In that capacity for five years he guided and directed the county into its current form of government, using his engineering background and long experience in federal service. In 1979 Jim retired again, this time upon leaving his position with the county, he entered the world of volunteerism. In that arena he flowered.

I used to tell Jim that with every organization in the Northern Neck his relationship could be described in one of two ways, either as chairman or non-member. He was such a stellar individual that every group sought his leadership, and he willingly gave abundantly of his time and talent. I should need far more than this column merely to list his various contributions, but to me two were particularly notable.

The first was the Northern Neck Planning District Commission. As county administrator of Westmoreland County he was present for the commission’s formative years and after his second retirement served for many more years as one of the county’s two citizen members.

Jim was gifted with a keen deliberative ability and he expressed his thoughts in reasoned discourse, to the enlightenment of all present. In truth he was the godfather of the commission and from his work there he went forward to serve on the State Commission on Local Government, which he chaired for several years and which, due to the regulatory process, necessitated his departure from the Planning District Commission.

On the Local Government Commission Jim traveled all across the Commonwealth, advising localities, chairing public hearings and helping to bring about new initiatives. His energy level was profound and it matched his enthusiasm. Jim genuinely enjoyed the mechanics of government at the local level.

Another of his noteworthy contributions was in leading the Northern Neck Christian Men’s Group, which met each month at Carmel Church in Westmoreland County. I need not say that his role again was chairman, in which position he brought in speakers to feast on a great home-cooked meal and to address the group on topics of community, regional and national interest.

At the end of each legislative session Sen. John Chichester would come to apprise the members of the new laws that had passed, as well as those that had not. Knowing that John is a great devotee of greens cooked in the Northern Neck manner, Jim made certain that the menu included them.

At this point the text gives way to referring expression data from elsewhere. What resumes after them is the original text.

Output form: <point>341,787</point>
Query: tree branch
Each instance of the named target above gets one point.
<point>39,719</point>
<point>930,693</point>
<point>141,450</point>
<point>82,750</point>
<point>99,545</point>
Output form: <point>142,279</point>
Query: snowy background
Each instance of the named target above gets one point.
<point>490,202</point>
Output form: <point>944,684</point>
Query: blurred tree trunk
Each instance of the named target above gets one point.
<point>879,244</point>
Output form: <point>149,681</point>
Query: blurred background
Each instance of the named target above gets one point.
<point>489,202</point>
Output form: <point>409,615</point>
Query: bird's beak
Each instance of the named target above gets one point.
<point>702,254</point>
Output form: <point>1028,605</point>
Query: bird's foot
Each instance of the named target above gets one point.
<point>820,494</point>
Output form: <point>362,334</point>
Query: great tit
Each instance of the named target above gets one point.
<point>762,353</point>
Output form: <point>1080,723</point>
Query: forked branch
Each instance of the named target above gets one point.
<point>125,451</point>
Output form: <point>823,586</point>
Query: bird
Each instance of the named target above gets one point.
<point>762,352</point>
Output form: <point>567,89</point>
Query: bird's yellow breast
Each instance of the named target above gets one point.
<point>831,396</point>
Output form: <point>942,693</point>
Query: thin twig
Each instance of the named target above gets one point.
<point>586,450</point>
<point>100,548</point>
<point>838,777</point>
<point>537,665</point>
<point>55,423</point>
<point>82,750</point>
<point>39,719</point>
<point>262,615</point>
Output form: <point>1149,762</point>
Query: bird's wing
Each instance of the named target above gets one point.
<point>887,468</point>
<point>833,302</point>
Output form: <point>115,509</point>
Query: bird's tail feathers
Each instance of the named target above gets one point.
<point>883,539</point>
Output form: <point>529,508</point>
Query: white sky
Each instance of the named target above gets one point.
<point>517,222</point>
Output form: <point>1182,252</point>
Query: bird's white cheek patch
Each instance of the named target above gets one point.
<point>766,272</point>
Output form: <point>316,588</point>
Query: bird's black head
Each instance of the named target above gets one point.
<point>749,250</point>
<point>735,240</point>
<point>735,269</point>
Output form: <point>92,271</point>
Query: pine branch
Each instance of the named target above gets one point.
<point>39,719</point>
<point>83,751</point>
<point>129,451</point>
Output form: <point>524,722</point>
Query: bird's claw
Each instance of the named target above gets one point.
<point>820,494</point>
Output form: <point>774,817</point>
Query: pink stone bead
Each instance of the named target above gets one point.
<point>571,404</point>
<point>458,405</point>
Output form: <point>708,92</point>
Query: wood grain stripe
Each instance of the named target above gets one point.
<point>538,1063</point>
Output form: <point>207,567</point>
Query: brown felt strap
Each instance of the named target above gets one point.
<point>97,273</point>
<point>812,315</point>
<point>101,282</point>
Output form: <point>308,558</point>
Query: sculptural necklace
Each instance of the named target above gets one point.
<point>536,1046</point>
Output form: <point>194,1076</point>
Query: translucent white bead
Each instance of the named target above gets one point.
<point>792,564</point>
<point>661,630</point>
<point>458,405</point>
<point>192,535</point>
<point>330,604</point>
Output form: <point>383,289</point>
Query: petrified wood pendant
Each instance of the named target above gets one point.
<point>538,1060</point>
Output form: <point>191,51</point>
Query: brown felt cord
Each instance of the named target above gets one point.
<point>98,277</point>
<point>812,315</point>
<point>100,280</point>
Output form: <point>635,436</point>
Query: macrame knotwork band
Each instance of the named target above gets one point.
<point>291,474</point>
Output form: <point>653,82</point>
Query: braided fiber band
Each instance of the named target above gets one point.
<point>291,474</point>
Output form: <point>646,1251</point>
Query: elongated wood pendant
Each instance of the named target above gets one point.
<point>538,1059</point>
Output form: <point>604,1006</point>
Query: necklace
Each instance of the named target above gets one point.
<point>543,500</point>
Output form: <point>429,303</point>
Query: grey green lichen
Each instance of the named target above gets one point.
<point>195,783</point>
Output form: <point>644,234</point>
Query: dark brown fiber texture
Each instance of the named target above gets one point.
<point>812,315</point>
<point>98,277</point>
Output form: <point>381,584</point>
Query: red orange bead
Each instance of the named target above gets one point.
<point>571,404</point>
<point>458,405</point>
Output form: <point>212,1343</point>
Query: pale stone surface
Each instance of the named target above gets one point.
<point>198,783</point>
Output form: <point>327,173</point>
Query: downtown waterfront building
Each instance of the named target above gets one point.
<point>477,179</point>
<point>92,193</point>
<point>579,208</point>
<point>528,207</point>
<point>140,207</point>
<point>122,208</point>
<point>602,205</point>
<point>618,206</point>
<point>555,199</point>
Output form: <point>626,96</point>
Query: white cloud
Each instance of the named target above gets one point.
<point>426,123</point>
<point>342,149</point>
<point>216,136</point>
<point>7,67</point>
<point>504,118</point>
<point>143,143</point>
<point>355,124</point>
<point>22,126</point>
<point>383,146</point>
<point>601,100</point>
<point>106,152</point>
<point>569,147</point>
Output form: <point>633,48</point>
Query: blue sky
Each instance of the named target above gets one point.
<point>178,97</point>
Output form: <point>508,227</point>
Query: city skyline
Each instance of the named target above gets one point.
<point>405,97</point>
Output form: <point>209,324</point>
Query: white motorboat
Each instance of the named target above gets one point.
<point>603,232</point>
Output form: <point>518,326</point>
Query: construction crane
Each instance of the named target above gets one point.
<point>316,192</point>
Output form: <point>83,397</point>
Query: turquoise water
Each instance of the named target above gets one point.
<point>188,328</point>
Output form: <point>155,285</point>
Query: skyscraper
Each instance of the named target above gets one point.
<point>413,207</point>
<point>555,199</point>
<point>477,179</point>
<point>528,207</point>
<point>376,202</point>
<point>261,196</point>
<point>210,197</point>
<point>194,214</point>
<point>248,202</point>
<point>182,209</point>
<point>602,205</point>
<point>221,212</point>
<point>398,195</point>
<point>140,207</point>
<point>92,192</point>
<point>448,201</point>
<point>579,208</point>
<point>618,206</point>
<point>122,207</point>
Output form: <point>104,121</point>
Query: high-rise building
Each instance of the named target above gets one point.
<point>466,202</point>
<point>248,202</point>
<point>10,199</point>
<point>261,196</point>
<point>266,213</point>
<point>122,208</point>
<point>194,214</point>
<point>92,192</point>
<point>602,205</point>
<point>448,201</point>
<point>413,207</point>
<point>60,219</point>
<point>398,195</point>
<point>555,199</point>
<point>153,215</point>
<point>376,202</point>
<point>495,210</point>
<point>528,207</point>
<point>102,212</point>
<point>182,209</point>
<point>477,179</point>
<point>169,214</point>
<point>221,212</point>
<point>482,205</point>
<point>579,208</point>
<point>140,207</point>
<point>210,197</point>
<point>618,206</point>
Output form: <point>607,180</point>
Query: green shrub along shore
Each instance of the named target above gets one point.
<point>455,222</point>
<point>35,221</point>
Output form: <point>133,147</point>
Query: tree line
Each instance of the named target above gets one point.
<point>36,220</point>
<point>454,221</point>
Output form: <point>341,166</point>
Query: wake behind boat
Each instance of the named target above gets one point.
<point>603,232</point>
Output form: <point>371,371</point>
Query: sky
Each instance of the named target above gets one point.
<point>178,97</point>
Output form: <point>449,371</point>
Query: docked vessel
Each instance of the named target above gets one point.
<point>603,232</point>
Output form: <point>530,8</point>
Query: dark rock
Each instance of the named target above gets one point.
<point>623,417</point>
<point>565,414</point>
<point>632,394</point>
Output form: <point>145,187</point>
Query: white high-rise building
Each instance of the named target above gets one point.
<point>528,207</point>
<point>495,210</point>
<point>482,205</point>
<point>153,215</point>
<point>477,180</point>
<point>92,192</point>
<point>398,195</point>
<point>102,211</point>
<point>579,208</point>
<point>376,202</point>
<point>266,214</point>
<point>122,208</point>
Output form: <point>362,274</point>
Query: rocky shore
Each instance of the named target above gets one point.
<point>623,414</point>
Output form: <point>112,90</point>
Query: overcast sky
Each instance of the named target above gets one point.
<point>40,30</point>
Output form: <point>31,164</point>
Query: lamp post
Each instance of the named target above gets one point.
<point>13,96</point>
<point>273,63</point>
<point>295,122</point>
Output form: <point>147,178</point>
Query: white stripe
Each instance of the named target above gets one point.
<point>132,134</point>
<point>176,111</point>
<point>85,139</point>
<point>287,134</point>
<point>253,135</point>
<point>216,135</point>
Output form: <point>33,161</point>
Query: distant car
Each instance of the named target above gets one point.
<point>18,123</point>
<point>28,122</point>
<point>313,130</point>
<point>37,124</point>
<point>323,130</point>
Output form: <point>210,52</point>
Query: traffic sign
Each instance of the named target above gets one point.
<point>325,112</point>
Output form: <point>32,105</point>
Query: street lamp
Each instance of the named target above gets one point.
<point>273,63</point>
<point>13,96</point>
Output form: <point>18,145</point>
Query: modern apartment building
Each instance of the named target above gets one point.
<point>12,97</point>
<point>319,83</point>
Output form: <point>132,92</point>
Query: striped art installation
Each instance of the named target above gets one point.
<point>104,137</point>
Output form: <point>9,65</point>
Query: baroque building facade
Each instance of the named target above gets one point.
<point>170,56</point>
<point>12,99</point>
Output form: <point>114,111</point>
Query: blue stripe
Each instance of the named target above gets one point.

Jim was born in Philadelphia, shortly after the end of the First World War. He served in the Army Air Corps throughout the Second World War, and then with the Department of the Air Force for most of his federal career. He was an engineering graduate of Temple University and reflected the engineer’s “can-do” approach to every undertaking. He thrived on the nitty-gritty of a complex problem, working out the details and seeing it resolved.

Jim remained active well into his mid 90s and earlier this month he died at the age of 96. The Elder B.E. and I visited him four days before he died. He was unable to speak, but he extended his hand to shake hands, thereby confirming that he was pleased we had come to see him. He was ever the gracious host, whether presiding at a public hearing or greeting a visitor in his room in the nursing home. Jim was a mighty contributor to the progress made in the Northern Neck over the last third of the 20th century, but, more importantly, this Yankee from Philadelphia who came to our midst became in the minds of all who met him a true example of the Virginia Gentleman.

James Joseph Heston, Jr., January 29, 1921 – October 2, 2017. R.I.P.